Saturday, April 24, 2021

Invincible: Episode 3: Who You Calling Ugly? - Guest Review

   Welcome back Billy Hogan with his review of the third episode of the Invincible animated series:

    We begin with a public ceremony honoring the Guardians Of The Globe, followed by a more private one with the families of the Guardians. There Damian Darkblood questions Nolan about the case involving the events involving the heroes at the end of the first episode.

   During the episode, Atom Eve discovers a secret about two of her teammates on the Teen Team.

   After the success the Teen Team had with the Flaxan invasion last episode, Cecil Stedman, head of the Global Defense Agency (GDA) tasks Robot, leader of the Teen Team, with putting together a new group of heroes to become the next Guardians Of The Globe. 

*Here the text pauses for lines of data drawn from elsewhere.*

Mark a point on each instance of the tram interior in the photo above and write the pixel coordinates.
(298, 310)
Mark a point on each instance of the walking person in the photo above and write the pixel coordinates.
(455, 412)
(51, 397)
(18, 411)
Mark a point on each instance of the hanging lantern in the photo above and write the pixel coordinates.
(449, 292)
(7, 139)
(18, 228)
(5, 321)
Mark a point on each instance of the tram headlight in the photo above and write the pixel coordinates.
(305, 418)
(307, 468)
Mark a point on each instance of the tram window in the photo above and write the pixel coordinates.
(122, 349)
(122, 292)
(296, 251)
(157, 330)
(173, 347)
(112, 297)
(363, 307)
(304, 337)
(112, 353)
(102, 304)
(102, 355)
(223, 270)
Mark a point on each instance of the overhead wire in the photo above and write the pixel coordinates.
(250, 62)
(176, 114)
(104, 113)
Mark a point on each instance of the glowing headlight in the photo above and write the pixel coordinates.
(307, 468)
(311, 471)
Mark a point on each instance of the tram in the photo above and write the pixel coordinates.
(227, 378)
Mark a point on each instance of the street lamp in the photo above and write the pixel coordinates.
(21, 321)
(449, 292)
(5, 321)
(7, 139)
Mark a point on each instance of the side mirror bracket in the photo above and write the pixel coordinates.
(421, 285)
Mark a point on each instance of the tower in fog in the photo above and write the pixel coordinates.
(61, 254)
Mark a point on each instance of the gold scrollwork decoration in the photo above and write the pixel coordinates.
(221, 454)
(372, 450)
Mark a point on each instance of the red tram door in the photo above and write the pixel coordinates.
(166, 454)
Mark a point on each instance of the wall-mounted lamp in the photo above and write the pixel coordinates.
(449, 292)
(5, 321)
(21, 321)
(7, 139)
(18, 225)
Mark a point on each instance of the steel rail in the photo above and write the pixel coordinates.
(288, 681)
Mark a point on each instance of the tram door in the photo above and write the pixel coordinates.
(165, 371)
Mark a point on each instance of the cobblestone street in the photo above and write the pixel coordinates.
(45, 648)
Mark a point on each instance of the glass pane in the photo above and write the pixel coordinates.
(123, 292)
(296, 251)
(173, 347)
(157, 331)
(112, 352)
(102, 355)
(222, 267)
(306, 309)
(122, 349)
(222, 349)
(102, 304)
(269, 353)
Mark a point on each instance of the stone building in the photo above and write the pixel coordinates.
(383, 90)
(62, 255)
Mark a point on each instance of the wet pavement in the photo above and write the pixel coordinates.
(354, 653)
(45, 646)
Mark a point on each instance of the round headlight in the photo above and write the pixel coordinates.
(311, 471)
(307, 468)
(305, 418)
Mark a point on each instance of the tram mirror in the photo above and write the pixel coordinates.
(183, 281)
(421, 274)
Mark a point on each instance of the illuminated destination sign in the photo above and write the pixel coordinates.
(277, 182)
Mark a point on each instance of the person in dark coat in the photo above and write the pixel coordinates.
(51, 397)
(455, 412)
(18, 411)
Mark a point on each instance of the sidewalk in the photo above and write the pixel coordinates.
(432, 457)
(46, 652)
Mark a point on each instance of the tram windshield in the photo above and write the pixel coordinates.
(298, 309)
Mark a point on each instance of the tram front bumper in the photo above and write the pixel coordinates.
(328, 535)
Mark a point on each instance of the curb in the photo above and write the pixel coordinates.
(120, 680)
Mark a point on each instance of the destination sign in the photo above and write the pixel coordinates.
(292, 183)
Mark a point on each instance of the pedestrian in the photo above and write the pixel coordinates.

   After a series of auditions, some with humorous results, the heroes chosen along with the Teen Team are Monster Girl (who appears to be a pre-teen girl who can transform into a hulking monster, with an interesting twist to her power), Shrinking Rae (a female hero who can reduce her size), and Black Samson (an early member of the Guardians Of The Globe who left the group when he lost his powers but now wears a special suit that gives him powers).

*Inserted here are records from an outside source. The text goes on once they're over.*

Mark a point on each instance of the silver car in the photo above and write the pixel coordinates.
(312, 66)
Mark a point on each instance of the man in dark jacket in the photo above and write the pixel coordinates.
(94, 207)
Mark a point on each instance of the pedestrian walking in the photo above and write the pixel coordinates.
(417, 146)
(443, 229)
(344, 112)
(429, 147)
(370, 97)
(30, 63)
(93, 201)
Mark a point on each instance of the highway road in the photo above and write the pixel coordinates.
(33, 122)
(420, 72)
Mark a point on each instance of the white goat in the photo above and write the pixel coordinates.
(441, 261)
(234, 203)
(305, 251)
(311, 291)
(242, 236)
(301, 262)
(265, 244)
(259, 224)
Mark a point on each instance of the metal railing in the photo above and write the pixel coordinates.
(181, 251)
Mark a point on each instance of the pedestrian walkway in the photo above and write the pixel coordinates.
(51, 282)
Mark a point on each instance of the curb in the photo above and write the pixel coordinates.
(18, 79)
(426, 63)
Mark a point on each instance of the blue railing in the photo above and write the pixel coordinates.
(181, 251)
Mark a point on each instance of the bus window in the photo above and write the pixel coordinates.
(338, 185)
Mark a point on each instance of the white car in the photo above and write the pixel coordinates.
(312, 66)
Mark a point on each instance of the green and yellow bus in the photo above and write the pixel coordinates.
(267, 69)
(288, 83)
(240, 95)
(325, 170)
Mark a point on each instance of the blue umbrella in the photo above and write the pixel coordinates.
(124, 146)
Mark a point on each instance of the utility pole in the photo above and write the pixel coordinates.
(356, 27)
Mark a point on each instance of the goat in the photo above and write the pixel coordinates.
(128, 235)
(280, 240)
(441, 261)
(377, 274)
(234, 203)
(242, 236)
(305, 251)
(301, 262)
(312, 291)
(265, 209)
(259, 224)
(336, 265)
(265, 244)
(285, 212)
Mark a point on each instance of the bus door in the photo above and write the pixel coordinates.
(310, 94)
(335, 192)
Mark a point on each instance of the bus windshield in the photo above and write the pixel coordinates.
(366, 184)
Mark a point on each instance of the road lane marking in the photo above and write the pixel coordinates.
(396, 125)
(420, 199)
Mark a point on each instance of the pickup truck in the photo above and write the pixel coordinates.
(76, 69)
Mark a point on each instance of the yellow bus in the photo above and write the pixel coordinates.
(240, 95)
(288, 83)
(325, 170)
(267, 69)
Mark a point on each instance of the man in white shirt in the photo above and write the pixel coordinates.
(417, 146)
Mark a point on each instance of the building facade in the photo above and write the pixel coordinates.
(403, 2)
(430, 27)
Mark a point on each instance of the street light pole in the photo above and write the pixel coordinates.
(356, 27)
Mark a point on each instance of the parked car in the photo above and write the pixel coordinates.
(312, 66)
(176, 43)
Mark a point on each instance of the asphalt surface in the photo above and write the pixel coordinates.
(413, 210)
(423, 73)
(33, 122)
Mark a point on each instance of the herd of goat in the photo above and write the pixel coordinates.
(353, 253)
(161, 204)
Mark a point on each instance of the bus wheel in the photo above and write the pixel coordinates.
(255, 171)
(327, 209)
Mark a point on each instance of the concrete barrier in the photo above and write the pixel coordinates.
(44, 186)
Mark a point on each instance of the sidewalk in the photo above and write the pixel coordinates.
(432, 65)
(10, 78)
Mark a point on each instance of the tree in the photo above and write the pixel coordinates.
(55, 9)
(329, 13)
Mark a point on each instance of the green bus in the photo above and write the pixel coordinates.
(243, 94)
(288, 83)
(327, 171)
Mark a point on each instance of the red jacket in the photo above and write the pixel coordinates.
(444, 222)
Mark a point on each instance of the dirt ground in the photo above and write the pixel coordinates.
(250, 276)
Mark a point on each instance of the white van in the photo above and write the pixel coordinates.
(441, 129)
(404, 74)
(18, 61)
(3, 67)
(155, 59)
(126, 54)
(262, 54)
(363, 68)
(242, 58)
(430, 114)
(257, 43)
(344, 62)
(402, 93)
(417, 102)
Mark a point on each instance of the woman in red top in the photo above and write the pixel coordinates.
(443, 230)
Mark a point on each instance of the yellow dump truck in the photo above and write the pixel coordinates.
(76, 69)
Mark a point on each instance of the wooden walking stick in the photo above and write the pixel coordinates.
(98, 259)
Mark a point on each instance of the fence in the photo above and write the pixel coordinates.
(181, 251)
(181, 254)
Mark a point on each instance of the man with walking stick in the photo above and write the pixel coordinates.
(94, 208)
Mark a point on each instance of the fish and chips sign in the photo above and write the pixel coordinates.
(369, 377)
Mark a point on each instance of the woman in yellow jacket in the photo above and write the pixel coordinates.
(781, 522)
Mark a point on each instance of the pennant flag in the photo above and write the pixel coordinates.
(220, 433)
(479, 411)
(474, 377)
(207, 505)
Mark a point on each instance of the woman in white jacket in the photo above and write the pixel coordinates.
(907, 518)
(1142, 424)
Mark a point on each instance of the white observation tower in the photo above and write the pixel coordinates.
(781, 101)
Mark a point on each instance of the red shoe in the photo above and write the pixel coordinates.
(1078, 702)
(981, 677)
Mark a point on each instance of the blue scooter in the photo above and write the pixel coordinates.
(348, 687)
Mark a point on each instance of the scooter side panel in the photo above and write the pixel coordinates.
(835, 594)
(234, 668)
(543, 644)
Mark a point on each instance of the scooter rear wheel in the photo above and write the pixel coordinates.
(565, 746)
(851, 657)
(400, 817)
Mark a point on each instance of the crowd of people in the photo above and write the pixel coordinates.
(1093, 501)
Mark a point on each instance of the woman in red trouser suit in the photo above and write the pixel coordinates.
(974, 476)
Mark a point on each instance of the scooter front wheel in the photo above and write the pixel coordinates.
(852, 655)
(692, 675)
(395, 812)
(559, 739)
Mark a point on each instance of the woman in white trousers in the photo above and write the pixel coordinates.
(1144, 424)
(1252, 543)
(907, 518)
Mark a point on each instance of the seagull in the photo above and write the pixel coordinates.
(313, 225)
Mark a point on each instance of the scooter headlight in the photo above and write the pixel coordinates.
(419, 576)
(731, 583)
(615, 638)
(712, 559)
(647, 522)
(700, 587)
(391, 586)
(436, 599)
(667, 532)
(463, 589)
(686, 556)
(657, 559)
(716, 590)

   Meanwhile, Mark discovers some of the challenges of having a private life while being a superhero, when he begins a relationship with a girl from high school. He has to respond to an emergency alert from Cecil, along with Atom Eve, without revealing his secret identity to his new girlfriend. Invincible and Atom Eve face Doc Seismic at Mount Rushmore.

   The Mauler Twins, who were introduced at the beginning of the first episode, escape their GDA prison with a little inside help. The source of their assistance, when it's revealed, is a surprise. One question I have is how it is able to be hidden from Stedman, but maybe we will learn more details in later episodes. This plot twist is the first major one that significantly differs from the comic book. It shows that co-creator and writer Robert Kirkman continues to play with his concept of Invincible, and not just make what amounts to a “motion comic” of his comic book hero.

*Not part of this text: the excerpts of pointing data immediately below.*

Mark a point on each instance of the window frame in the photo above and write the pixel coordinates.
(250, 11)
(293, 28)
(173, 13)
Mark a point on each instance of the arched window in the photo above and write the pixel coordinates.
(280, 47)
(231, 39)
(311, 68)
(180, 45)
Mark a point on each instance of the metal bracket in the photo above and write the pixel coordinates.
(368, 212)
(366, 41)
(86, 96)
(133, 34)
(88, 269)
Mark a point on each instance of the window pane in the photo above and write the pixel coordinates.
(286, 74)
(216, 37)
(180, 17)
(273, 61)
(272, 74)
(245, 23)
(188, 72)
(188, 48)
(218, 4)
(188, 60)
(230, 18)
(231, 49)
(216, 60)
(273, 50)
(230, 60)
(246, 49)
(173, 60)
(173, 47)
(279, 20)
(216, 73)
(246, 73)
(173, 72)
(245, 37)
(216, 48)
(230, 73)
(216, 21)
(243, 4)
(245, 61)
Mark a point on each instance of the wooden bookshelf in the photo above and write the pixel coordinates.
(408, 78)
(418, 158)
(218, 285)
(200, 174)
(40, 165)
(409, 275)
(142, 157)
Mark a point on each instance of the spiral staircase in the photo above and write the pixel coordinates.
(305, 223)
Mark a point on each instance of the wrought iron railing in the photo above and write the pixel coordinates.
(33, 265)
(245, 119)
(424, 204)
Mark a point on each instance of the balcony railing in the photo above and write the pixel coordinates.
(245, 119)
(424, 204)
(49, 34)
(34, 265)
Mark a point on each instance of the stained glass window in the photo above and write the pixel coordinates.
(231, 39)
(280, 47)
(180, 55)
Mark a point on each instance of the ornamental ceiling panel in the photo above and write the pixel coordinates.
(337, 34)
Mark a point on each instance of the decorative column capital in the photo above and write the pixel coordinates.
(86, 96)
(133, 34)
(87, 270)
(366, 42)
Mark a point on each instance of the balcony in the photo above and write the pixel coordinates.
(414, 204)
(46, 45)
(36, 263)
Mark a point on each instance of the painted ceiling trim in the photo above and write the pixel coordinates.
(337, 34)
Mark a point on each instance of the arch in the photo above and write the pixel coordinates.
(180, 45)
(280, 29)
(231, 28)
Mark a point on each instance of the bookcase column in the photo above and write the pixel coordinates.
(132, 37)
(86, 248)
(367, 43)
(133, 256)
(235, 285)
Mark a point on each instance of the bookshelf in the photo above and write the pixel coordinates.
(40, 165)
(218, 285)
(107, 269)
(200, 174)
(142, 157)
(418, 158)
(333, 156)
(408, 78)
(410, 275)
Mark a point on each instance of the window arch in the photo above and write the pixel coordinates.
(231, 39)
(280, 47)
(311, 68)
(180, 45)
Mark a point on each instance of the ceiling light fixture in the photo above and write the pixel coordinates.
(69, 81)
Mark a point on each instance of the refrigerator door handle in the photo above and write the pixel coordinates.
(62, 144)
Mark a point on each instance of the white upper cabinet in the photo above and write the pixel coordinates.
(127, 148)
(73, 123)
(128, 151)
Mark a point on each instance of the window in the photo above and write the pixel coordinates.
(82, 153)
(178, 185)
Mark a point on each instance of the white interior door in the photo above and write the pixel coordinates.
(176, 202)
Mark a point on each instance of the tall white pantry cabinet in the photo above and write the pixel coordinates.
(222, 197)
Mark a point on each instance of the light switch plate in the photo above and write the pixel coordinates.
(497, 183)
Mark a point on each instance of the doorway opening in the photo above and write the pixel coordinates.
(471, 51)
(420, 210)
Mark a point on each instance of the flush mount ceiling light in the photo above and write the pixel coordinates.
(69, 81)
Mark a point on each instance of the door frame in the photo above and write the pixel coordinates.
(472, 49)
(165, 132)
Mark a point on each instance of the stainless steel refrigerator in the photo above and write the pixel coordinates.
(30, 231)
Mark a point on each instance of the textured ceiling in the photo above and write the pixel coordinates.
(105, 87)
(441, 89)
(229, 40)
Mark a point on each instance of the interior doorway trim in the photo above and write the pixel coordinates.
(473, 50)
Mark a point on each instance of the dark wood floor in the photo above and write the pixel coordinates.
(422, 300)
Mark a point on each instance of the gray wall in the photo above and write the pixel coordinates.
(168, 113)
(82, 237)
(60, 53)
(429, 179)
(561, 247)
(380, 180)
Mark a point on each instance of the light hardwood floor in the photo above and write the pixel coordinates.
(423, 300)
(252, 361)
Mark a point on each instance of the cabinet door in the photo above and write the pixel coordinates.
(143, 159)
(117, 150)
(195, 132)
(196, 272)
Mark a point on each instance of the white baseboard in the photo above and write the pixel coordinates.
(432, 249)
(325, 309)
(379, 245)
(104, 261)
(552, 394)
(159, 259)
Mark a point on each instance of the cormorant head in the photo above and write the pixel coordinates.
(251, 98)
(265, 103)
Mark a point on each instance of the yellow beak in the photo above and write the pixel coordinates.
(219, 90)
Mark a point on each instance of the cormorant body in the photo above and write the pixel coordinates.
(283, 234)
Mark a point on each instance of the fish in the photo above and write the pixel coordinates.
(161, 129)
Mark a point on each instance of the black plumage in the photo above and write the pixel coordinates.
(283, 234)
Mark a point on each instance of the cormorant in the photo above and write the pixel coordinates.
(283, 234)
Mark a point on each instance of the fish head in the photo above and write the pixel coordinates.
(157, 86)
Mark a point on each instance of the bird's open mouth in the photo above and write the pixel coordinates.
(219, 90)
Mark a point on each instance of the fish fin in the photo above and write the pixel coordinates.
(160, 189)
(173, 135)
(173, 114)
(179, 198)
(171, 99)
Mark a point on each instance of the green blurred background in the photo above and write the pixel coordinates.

   The episode ends with demonic detective Damian Darkblood questioning Debbie about her superhero husband.

   This episode had more humor in it than the previous two. It continues to build an interesting mystery about what is going on with Nolan Grayson aka Omni-Man, as we continue to follow his son Mark's development as a superhero. 

   Nolan continues to give Mark some valuable advice about what it takes to be a hero, both as a public figure and someone with a private life and how to protect it. The ways the animated series differs from the original comic book don't stray from the spirit of the series, but makes readers familiar with the comic book, like me, feel like we're watching an entirely new story.

   I can't wait to see where Robert Kirkman, the creative team of animators, and the vocal cast will take us. 

   Once again this episode deserves a solid A.